Wednesday, October 24, 2007

CC2 - Week 11 - Panning

I'm not sure exactly how we're supposed to hand up a recording of a four-channel patch. I guess I could record the front and the back as separate stereo files, but I'm running out of online credit both at home and at uni.



I originally tried to implement multi-channel panning in my granular synthesis patch, but I could not get it to run below 85% CPU to it kept chugging. I thus created an new patch, which allows you to run a stereo signal (or two entirely different signals) into it and pan each one within a quad speaker set up. You can also throw the sound to a random position, and even allow each channel to be continuously moved around the sound field in an entirely random manner. This was simple, the hard part was my implementation of "cat and mouse" and "opposing" reactive panning.
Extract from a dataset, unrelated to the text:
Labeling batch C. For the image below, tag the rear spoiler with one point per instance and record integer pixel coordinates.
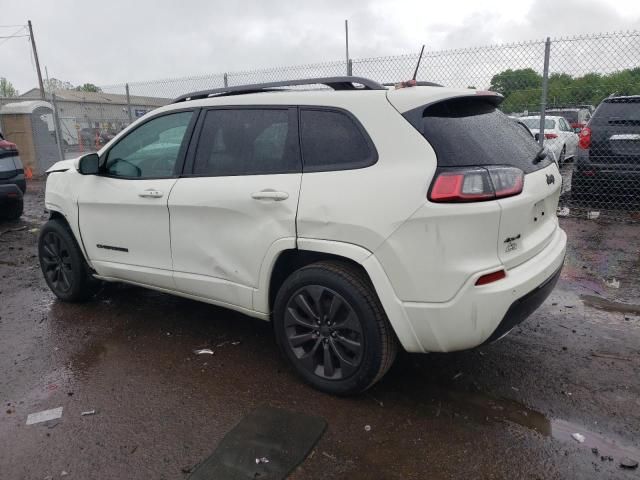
(414, 116)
First, cat and mouse. Wherever signal 1 is positioned, signal 2 will go. How quickly signal 2 reacts is determined by the user, meaning you can set signal 1 to randomly move around, while signal 2 'chases' it. Moving on, opposing reactive panning means that wherever signal 1 is positioned, signal two is as far opposite as it can get, eg. sig 1 is in the front left speaker, sig 2 will be in the rear right. This works particularly well with a stereo sound file, as the stereo field is constantly moving, while sounds that are centred in the file remain relatively still.

Feel free to plug your own sounds into the patch, and it works very well as a bPatcher.